To describe these results, we considered 36 potential stochastic models to reproduce IL-1β and TNF-α activity, and we found that the time-course of the cell-to-cell distributions of transcript copy numbers for both Il-1β and TNF-α could be adequately captured by two stochastic models, each having three states for gene transcription. Moreover, the effects of anti-inflammatory drugs MG132 and U0126 on the mRNA copy numbers of these two genes could be captured with both three state models. While the kinetic models were fit to data for each drug acting independently, both models were able to predict the data well for the combined drug treatment. The final two models selected identical mechanisms and dynamics for the regulation of TNF-α activity, but different mechanisms for the control IL-1β. Interestingly, although both models make indistinguishable predictions for the distributions of mature IL-1β mRNA in all conditions and time points measured for this study (Supplementary Figure S6 and S7), the two models make qualitatively and quantitatively different predictions for other, as yet untested experimental conditions. Specifically, the two models differ in their predictions for the instantaneous transcription rate at early times, where model CM1 predicts a short period of high transcription activity and model CM2 predicts a sustained period of moderate strength activity (Fig. 7F). Furthermore, the two models also differ how the instantaneous transcription rate would be affected by MG132 treatment. In principle, our analyses suggest that these two models could be resolved using intron smFISH labeling to measure nascent transcription activity to quantify instantaneous transcription rates in shorter time scale experiments (e.g., 40 to 80 min). These experiments are beyond the scope of the current study and are left for future investigation.

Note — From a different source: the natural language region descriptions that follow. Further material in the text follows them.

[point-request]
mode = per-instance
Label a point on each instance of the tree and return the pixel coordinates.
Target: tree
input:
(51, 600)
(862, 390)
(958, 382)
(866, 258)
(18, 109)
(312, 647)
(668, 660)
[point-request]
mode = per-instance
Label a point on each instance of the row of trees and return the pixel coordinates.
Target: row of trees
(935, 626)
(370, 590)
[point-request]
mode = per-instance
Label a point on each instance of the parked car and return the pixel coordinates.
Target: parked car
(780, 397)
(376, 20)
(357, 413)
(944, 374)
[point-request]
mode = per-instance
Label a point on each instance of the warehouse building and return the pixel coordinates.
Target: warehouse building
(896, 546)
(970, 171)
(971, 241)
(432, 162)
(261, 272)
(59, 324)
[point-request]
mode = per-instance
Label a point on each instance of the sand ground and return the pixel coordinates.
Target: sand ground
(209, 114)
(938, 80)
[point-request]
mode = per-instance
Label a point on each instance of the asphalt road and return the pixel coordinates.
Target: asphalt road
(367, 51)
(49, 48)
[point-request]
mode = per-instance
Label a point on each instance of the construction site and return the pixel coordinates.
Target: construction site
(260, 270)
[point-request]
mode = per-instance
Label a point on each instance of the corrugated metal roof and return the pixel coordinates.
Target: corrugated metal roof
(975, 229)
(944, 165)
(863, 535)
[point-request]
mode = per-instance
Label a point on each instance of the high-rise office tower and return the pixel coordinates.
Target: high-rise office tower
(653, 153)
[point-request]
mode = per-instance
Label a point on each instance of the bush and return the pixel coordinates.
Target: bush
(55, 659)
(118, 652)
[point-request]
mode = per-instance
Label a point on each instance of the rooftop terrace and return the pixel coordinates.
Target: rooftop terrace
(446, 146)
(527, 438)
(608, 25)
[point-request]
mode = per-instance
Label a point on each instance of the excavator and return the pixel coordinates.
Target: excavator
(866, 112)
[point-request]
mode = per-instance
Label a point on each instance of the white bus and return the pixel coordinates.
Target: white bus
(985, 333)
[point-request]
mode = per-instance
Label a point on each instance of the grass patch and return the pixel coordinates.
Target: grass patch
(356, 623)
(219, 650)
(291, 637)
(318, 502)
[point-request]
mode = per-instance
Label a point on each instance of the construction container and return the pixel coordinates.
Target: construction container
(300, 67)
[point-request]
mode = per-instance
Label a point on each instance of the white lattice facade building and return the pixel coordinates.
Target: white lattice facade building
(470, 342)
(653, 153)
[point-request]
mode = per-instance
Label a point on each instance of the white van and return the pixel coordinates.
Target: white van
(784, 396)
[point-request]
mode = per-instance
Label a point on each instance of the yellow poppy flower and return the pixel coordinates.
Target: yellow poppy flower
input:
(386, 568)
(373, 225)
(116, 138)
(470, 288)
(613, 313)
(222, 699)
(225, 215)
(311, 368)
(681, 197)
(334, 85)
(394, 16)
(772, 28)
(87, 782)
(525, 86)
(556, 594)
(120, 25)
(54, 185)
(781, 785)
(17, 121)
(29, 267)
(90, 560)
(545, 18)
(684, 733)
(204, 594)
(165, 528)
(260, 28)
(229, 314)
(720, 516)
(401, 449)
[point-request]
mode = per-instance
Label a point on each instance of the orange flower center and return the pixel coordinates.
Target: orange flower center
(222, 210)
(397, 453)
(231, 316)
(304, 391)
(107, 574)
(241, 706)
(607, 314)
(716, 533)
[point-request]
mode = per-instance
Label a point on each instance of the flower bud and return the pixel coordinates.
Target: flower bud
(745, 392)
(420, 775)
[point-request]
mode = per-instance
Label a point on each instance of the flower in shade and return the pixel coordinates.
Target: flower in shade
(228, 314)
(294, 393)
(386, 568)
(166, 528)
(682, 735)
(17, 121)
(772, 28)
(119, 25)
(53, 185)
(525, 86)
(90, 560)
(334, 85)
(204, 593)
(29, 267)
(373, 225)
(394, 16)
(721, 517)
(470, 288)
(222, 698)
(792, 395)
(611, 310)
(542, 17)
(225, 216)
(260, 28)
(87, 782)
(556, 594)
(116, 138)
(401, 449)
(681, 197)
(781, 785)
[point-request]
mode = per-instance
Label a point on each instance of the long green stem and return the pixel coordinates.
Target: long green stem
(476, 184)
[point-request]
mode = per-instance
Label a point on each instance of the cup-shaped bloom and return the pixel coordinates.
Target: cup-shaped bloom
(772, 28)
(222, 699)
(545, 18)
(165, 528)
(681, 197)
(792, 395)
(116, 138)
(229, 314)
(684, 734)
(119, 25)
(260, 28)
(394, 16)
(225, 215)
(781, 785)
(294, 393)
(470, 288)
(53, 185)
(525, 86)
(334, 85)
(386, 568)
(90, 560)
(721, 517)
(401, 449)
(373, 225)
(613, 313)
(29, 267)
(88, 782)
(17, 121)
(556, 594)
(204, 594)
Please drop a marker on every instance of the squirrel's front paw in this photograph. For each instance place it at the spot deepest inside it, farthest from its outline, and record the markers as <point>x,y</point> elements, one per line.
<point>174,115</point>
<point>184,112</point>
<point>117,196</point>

Our results suggest that the integration of single-cell measurements and predictive kinetic modeling can lead to improved mechanistic understanding that could eventually lead to more effective combination therapies against chronic and acute inflammatory diseases. We note that while there are possible ways to extend the model proposed in this study to describe the joint expression of both IL-1β and TNF-α, the large state space required to analyze the joint expression of more than two mRNA species, coupled with the complexity of integrating time-varying kinase signals, poses a prohibitive challenge for current computational tools. Advances in high performance FSP-based inference methods (e.g.,44) may potentially allow us to tackle the joint modeling approach in future work. Overall, this study emphasizes the need for further use of single-cell measurements to understand gene responses in order to identify outlier cells and capture full distributions45. Single-cell gene expression measurements combined with the appropriate model could provide otherwise overlooked insights into the kinetics, spatial distribution, and regulatory mechanisms of any number of genes.